Background Transforming growth factor beta (TGFβ) is a bifunctional regulator of tumor growth playing a role in tumor immune evasion and resistance to checkpoint blockade. Increased activation of TGFβ pathway correlated with reduced overall survival in patients with PD-1 resistance/refractory tumors. Therefore, the combination of a TGFβ inhibitor with an anti-PD-1 agent may benefit patients who are resistant to checkpoint blockade. SAR439459 is a ”second generation” human anti-TGFβ IgG4 monoclonal antibody. Here we report the preliminary PD results and patient selection strategy (mesenchymal CRC) of SAR439459 ± anti-PD-1 cemiplimab in patients with advanced tumors from an on-going phase 1 study (NCT03192345).
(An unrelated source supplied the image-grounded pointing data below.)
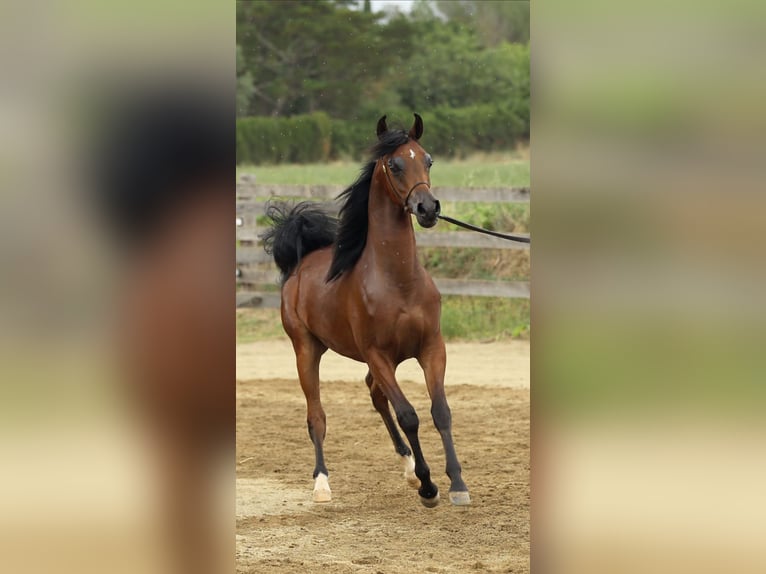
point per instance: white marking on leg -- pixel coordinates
(322, 489)
(409, 471)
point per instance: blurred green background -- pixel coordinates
(314, 77)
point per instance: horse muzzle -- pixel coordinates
(425, 207)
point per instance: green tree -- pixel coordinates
(245, 84)
(310, 56)
(494, 22)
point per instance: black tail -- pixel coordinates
(295, 232)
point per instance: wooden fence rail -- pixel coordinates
(255, 268)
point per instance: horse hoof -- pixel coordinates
(409, 471)
(322, 496)
(460, 498)
(322, 489)
(430, 502)
(413, 481)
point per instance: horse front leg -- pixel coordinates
(383, 373)
(433, 361)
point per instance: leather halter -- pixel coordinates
(392, 187)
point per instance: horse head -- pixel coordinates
(407, 171)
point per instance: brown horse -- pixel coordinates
(356, 287)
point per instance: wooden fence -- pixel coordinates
(257, 275)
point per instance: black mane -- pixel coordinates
(352, 231)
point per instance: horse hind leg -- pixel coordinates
(380, 402)
(308, 352)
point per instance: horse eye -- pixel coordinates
(396, 164)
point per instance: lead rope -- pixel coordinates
(519, 238)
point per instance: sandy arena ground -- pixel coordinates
(375, 523)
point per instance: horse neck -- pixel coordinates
(390, 235)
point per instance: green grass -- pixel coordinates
(489, 170)
(463, 318)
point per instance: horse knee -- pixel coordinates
(441, 414)
(408, 419)
(317, 426)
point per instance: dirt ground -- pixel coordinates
(375, 523)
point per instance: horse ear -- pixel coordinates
(382, 128)
(417, 128)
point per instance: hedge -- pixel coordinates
(315, 137)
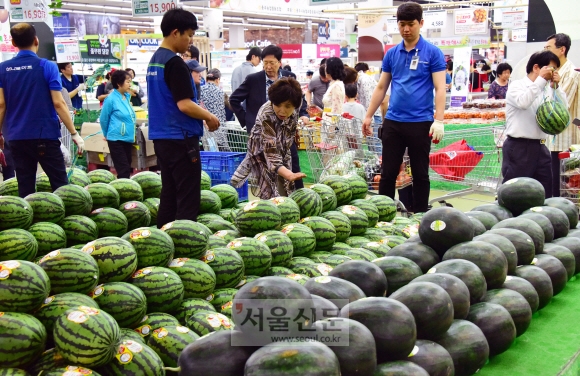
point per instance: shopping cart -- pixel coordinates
(469, 158)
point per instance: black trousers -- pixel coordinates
(527, 158)
(26, 154)
(121, 155)
(181, 179)
(396, 137)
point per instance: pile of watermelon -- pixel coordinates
(88, 287)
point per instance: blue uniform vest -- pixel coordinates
(30, 112)
(166, 121)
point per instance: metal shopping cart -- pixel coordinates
(469, 158)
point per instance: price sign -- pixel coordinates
(148, 8)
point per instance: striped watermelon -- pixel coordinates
(289, 210)
(370, 210)
(22, 339)
(280, 245)
(101, 176)
(143, 361)
(78, 177)
(153, 205)
(103, 195)
(70, 270)
(150, 183)
(79, 229)
(16, 244)
(125, 302)
(15, 212)
(49, 237)
(327, 195)
(116, 258)
(323, 231)
(43, 183)
(302, 237)
(227, 265)
(359, 222)
(358, 186)
(153, 246)
(23, 286)
(169, 341)
(96, 334)
(189, 238)
(256, 255)
(77, 201)
(136, 213)
(198, 278)
(110, 222)
(162, 287)
(340, 187)
(227, 194)
(56, 305)
(129, 190)
(258, 216)
(340, 222)
(308, 201)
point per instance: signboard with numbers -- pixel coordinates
(148, 8)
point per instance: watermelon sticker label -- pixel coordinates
(438, 225)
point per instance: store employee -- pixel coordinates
(32, 127)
Methods Peripheral blood, serum and tumor biopsies from patients were collected for the assessment of both predictive and PD biomarkers. A consensus molecular subtyping 4 (CMS4) gene classifier was developed and used to identify mesenchymal CRC tumors based on an in-silico experiment followed by a validation using ~200 procured CRC tumor biopsy samples with customized NanoString assay. TGFβ level in plasma and tumor was measured by ELISA to assess target engagement of SAR439459. Well-known immune modulation events as the PD readout were measured: 1) immunophenotyping of circulating immune cells ; 2) cytokine/chemokine production by MSD assay; 3) PD-L1, CD8+ T cells and FoxP3+ Tregs in tumor micro-environment (TME) by immunohistochemistry; 4) TGFβ pathway activation gene signature in TME by RNAseq.
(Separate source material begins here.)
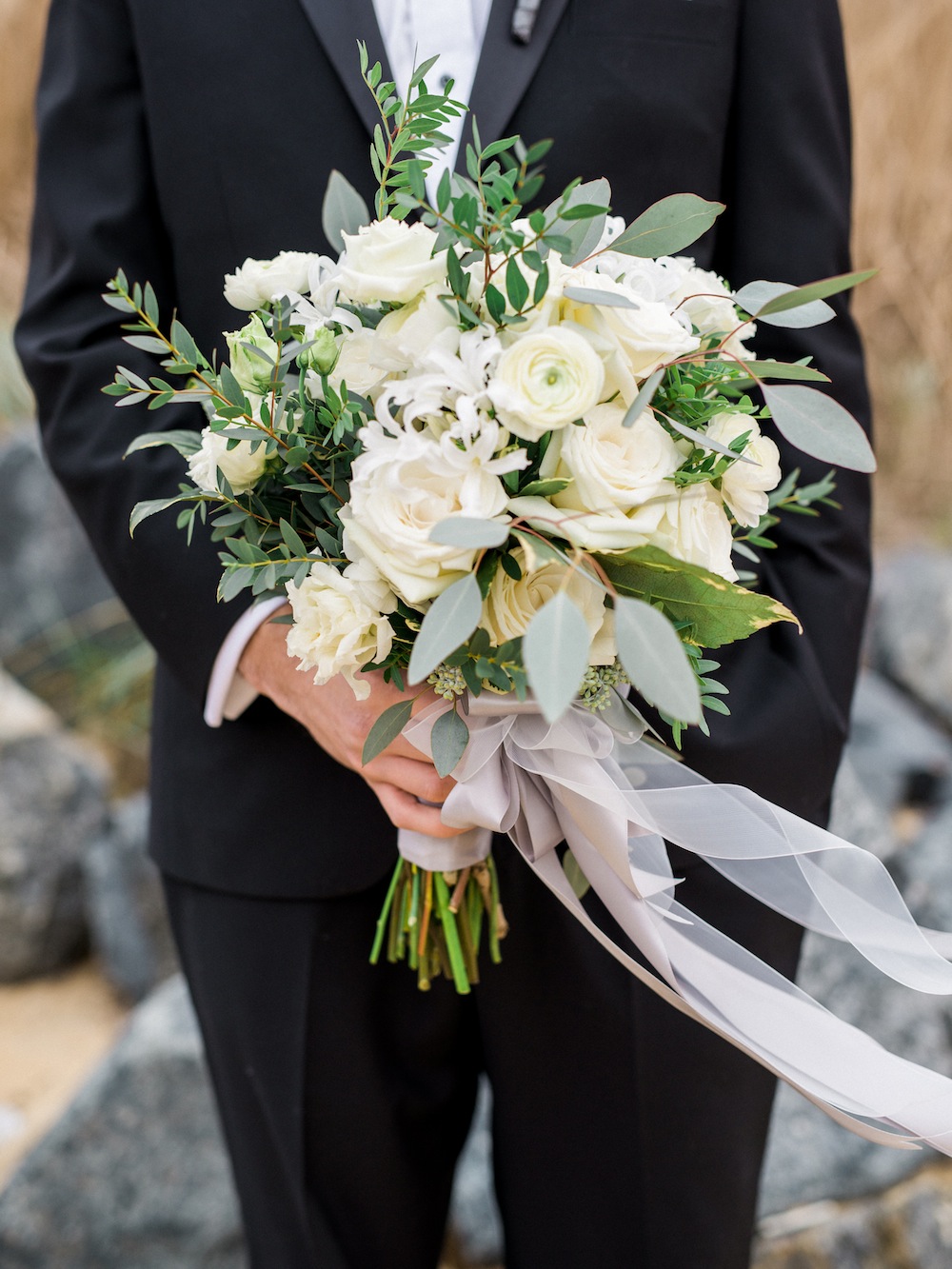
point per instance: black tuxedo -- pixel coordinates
(178, 138)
Results SAR439459 ± cemiplimab, induced inhibition of plasma TGFβ level ≥ 90% at doses ≥ 0.25mg/kg Q2W, together with a clear trend of decrease in intra-tumoral TGFβ. RNAseq data from paired biopsies revealed concomitant down-regulation of TGFβ pathway. In periphery, SAR439459 ± cemiplimab increased proliferating T and NK cells. Concomitantly, enhanced production of pro-inflammatory cytokines/chemokines confirmed peripheral immune activation. In TME, a trend of increased CD8+ T cell infiltration and conversion from ”immune-excluded” to ”immune-inflamed” phenotype was observed following the combination treatment in several cases. No significant modulation of PD-L1 or FoxP3 was observed from the available paired biopsies. Out of 137 pre-screened CRC patients, 58 (42%) were identified as carrying the CMS4 phenotype based on the gene classifier.

Conclusions Clinical modulation of TGFβ level and the related pathway demonstrated SAR439459’s target engagement. Further analysis confirmed the peripheral immune activation in patients treated with SAR439459 ± cemiplimab. Coupled with CD8+ T cell modulation in TME, these findings suggest the identification of early PD biomarkers impacted by SAR439459 which is consistent with the mechanism of action and biological activity of TGFβ blockade therapy.
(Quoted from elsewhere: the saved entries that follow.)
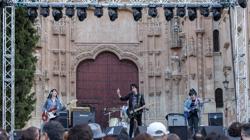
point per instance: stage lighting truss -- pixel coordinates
(82, 12)
(112, 11)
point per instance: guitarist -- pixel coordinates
(52, 105)
(135, 100)
(192, 110)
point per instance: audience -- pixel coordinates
(31, 133)
(80, 132)
(157, 130)
(143, 136)
(53, 130)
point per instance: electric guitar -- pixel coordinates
(46, 116)
(131, 113)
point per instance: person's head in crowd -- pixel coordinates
(3, 134)
(97, 131)
(143, 136)
(80, 132)
(31, 133)
(245, 131)
(53, 130)
(157, 130)
(173, 136)
(234, 129)
(198, 136)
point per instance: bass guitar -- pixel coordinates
(132, 113)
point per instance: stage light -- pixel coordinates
(70, 11)
(242, 3)
(57, 13)
(152, 10)
(216, 12)
(168, 12)
(192, 14)
(181, 11)
(204, 10)
(98, 11)
(137, 14)
(112, 11)
(32, 12)
(81, 12)
(44, 10)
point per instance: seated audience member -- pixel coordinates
(173, 136)
(97, 131)
(31, 133)
(53, 130)
(3, 135)
(234, 131)
(245, 131)
(143, 136)
(80, 132)
(157, 130)
(198, 136)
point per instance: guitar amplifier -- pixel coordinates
(80, 117)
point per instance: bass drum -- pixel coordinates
(113, 122)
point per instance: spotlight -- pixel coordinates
(168, 12)
(81, 12)
(181, 11)
(112, 11)
(216, 12)
(152, 10)
(57, 13)
(242, 3)
(32, 12)
(204, 10)
(137, 14)
(44, 10)
(98, 11)
(192, 14)
(70, 11)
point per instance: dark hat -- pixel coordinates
(192, 92)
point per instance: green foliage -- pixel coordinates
(25, 65)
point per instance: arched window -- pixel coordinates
(216, 41)
(219, 98)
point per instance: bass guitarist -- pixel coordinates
(192, 107)
(135, 100)
(52, 105)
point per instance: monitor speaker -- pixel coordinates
(215, 119)
(181, 131)
(117, 131)
(79, 117)
(206, 130)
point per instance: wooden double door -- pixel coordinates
(97, 81)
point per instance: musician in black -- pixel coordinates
(135, 100)
(192, 110)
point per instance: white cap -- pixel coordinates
(96, 129)
(157, 129)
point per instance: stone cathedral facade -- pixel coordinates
(169, 58)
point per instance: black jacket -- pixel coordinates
(129, 98)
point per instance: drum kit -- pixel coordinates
(122, 121)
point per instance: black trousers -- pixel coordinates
(132, 123)
(193, 122)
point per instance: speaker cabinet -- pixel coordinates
(215, 119)
(181, 131)
(78, 117)
(206, 130)
(117, 131)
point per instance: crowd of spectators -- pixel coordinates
(53, 130)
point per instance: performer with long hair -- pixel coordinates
(135, 101)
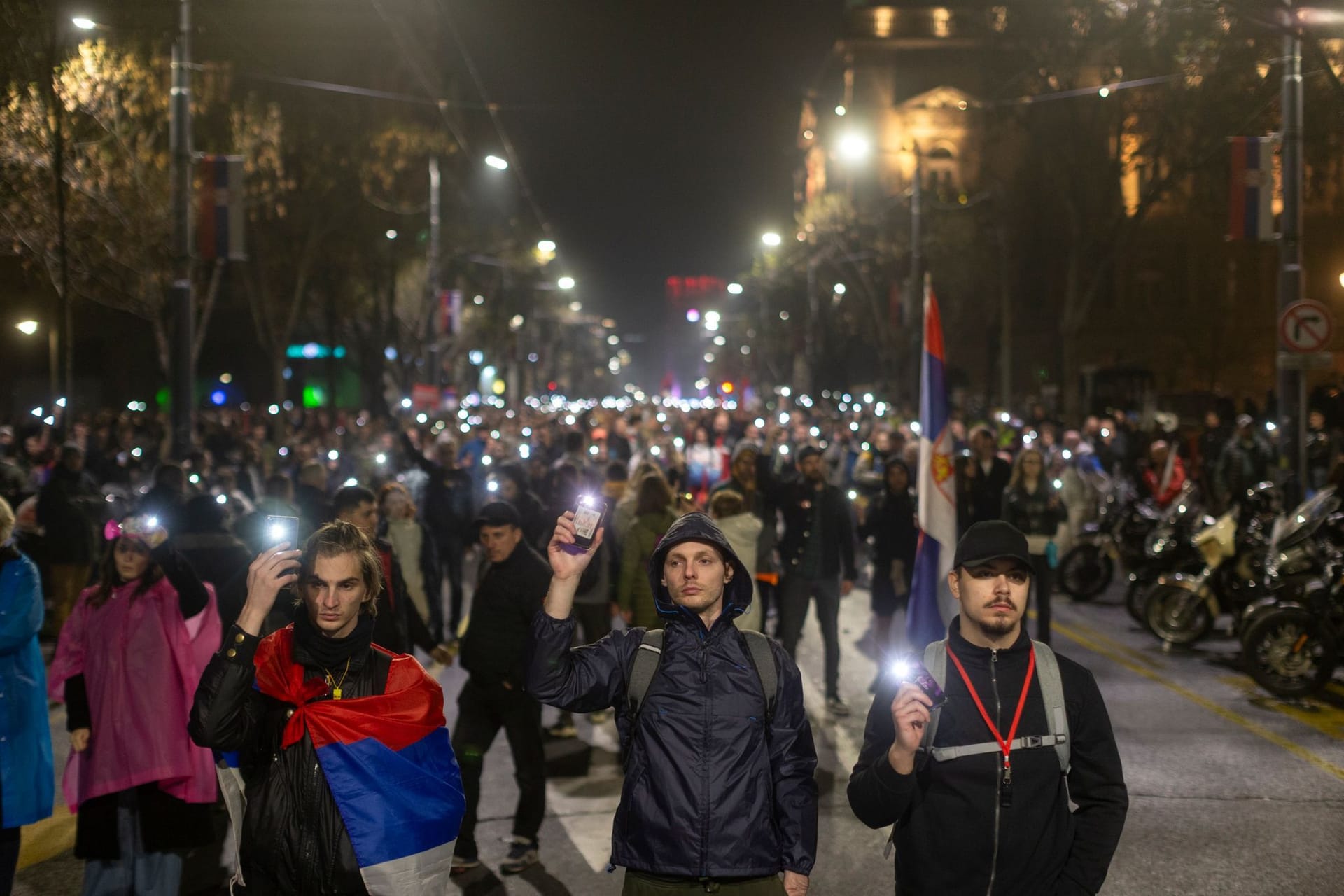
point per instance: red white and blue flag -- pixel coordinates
(388, 763)
(1250, 192)
(937, 486)
(219, 223)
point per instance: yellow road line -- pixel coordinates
(1236, 718)
(1328, 720)
(48, 839)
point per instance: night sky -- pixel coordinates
(663, 141)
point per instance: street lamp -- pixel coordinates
(854, 147)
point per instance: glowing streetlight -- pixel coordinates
(855, 147)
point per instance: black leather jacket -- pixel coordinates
(293, 839)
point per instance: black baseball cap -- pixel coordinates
(499, 514)
(991, 540)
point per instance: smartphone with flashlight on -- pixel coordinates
(589, 514)
(910, 671)
(283, 528)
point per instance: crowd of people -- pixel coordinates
(111, 548)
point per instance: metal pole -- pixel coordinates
(1292, 412)
(914, 295)
(181, 293)
(436, 274)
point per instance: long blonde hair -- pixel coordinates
(1018, 475)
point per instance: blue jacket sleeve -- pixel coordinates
(793, 764)
(22, 618)
(582, 679)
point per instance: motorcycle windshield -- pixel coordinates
(1306, 520)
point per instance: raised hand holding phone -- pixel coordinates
(569, 561)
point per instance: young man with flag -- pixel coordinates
(351, 783)
(979, 786)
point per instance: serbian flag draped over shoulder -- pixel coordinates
(929, 596)
(387, 761)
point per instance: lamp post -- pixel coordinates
(181, 292)
(29, 328)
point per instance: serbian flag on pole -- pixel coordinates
(1250, 192)
(936, 481)
(387, 761)
(219, 219)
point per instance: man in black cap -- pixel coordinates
(991, 771)
(816, 555)
(508, 594)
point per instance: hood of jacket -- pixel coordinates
(699, 527)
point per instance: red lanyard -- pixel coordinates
(1004, 743)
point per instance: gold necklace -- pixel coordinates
(335, 685)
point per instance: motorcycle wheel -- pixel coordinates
(1085, 573)
(1177, 615)
(1287, 653)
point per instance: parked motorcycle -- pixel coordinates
(1117, 536)
(1168, 548)
(1292, 647)
(1182, 608)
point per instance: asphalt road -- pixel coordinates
(1231, 792)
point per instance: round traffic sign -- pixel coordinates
(1306, 327)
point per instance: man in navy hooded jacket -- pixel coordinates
(714, 793)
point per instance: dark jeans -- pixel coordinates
(8, 858)
(794, 596)
(1043, 580)
(451, 552)
(483, 710)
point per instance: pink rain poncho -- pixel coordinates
(141, 663)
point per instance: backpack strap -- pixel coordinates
(1053, 694)
(762, 659)
(644, 668)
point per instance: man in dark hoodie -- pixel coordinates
(720, 790)
(986, 786)
(492, 653)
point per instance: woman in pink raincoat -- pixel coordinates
(127, 665)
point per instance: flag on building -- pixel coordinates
(936, 481)
(387, 760)
(1250, 192)
(219, 219)
(451, 307)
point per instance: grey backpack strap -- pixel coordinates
(643, 668)
(762, 659)
(936, 662)
(1053, 694)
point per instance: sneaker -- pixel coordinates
(461, 864)
(838, 707)
(522, 855)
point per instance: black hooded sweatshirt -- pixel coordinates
(952, 834)
(711, 788)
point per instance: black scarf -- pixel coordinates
(315, 649)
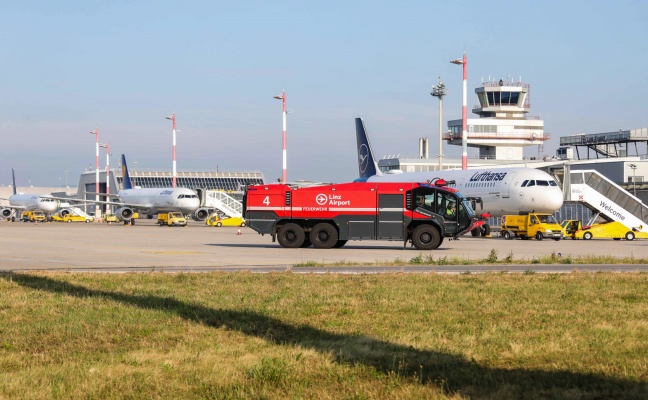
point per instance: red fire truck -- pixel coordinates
(327, 216)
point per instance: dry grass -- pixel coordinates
(323, 336)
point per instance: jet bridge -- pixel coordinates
(605, 198)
Trial Registration NCT03192345

Ethics Approval The study protocols were approved by the institutional review board or independent ethics committee of each participating institution. All patients provided written informed consent priorto enrollment.

Consent Written informed consent was obtained from the patient for publication of this abstract and any accompanying images. A copy of the written consent is available for review by the Editor of this journal.